AFP: South Korea Friday joined a fresh multinational effort to press Iran to scrap its suspected nuclear weapons programme, adding more than 100 names to a financial blacklist of Iranian firms and individuals.
SEOUL (AFP) — South Korea Friday joined a fresh multinational effort to press Iran to scrap its suspected nuclear weapons programme, adding more than 100 names to a financial blacklist of Iranian firms and individuals.
The measures announced by the finance ministry did not include a ban on imports of petrochemicals or crude oil, in what one analyst saw as an attempt to protect its economic ties with the Middle Eastern nation.

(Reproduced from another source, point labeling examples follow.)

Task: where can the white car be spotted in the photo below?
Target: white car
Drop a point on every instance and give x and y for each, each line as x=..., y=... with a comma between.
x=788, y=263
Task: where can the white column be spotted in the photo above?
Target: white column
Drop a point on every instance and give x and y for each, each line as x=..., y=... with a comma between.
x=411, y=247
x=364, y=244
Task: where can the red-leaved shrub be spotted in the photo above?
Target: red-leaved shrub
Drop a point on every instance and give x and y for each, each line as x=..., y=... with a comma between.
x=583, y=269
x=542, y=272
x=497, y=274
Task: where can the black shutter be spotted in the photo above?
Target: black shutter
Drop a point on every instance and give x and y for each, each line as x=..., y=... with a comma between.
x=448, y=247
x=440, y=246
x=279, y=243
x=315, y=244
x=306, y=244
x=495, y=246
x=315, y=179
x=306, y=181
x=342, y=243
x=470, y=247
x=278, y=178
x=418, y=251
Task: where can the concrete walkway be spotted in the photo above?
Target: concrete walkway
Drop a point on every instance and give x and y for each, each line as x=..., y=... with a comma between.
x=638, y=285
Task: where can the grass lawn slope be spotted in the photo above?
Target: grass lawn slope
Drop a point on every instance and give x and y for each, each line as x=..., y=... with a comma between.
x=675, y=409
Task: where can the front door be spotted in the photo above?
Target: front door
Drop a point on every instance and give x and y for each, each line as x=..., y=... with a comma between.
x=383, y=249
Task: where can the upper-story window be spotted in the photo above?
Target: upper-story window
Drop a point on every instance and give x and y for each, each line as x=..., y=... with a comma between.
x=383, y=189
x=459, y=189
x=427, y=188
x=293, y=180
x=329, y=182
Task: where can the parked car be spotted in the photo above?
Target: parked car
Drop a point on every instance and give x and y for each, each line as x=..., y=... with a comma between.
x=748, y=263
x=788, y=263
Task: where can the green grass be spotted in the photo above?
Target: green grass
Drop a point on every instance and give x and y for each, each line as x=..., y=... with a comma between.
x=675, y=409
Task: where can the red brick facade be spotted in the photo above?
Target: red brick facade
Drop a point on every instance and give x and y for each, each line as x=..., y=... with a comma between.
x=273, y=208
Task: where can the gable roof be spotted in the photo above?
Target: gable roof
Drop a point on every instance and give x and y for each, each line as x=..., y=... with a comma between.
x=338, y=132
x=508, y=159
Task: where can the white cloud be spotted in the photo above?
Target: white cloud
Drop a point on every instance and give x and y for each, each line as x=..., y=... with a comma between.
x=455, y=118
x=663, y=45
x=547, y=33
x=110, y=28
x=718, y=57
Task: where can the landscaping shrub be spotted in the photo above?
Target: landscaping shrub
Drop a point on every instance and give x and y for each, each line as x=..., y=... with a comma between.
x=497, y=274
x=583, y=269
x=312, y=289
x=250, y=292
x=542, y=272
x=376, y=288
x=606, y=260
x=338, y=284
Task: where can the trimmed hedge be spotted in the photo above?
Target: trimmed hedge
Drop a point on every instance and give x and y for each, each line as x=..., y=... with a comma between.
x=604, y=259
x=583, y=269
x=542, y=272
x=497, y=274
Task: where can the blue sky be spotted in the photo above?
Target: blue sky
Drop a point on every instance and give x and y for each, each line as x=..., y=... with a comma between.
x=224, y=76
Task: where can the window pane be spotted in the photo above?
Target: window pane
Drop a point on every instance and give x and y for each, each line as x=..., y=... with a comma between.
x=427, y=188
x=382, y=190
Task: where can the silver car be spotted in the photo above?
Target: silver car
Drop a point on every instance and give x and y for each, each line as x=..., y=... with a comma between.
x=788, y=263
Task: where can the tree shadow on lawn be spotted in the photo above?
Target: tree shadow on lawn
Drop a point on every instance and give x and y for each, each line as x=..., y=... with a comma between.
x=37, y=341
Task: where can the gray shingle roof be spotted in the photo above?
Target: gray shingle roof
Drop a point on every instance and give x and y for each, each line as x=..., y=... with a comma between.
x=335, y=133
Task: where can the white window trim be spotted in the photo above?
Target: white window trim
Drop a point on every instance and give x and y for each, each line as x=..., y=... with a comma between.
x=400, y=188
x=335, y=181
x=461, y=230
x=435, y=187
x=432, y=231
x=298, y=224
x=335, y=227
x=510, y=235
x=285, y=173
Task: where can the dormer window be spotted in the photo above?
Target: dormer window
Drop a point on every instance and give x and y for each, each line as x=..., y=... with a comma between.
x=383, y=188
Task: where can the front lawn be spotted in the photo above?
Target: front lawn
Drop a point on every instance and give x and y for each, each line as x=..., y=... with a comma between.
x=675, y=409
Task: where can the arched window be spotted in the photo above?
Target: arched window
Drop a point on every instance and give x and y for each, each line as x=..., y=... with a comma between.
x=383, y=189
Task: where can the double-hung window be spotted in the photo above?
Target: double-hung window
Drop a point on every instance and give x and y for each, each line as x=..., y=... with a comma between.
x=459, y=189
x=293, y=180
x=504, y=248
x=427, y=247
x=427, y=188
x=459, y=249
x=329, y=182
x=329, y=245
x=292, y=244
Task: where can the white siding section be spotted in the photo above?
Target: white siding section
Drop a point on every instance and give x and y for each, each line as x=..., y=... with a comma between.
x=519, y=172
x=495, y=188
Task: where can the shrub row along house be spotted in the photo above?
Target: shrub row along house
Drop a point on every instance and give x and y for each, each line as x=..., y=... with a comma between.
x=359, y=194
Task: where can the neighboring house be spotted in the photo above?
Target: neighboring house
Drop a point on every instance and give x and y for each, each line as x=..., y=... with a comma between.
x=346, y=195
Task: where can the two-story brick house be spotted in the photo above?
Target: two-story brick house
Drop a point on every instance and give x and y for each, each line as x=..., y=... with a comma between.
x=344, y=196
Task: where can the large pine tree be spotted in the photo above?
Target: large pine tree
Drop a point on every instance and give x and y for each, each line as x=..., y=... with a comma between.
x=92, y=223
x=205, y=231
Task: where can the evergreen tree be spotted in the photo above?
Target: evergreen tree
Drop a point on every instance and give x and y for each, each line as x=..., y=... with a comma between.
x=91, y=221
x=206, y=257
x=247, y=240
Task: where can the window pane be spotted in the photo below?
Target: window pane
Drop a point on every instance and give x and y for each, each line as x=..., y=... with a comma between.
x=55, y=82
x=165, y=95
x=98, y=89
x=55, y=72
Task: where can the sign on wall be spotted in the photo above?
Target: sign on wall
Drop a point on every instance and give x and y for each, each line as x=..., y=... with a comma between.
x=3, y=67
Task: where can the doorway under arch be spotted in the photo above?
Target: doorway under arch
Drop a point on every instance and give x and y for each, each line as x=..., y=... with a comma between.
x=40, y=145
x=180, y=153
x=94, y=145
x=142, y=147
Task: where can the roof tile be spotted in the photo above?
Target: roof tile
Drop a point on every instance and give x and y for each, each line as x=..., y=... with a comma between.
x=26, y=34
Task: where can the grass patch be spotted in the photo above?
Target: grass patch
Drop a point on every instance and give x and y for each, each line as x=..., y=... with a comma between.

The ministry said it has added 99 Iranian firms and six individuals to 24 individuals and 102 Iranian entities blacklisted by Seoul in September last year.
Those on the blacklist will require approval from South Korea’s central bank before conducting any foreign currency transactions.
The ministry said it would alert domestic companies importing petrochemicals of the risks they face because of US sanctions.
Britain, Canada and the United States slapped sanctions last month on Iran’s financial, petrochemical and energy sectors following a UN nuclear agency report that strongly suggested Tehran is researching atomic weapons.
Robert Einhorn, the US State Department’s special adviser for non-proliferation, visited Seoul last week and said US allies should ban petrochemical imports from Iran.
But he ruled out a need for Seoul to halt imports of Iranian crude, which make up 8.3 percent of its total needs.
The US is South Korea’s key ally and stations 28,500 troops in the country to protect it from North Korea. But Iran is one of the South’s top trade partners in the Middle East.
Any reduction or halt in Iranian crude imports would likely disrupt the Korean economy and complicate its efforts to hold down inflation.
Samsung Economic Research Institute analyst Bahng Tae-Seop said South Korea apparently took milder steps than anticipated due to its trade with Iran.
“Compared to the sanctions imposed last year, today’s additional measures are not seen as strong pressure on Iran,” he told AFP.
“South Korea is not taking the lead in imposing sanctions due to its economic ties with Iran,” Bahng said, adding it would watch the international trend and try to protect its interests through diplomacy.
In addition to the initial blacklist, South Korea last year strengthened inspection of cargoes related to Iran, restricted new investment in its oil and gas industry and reduced export guarantees for shipments there.
In October 2010 it suspended the operations of Iran’s Bank Mellat for two months for violating laws on foreign exchange transactions.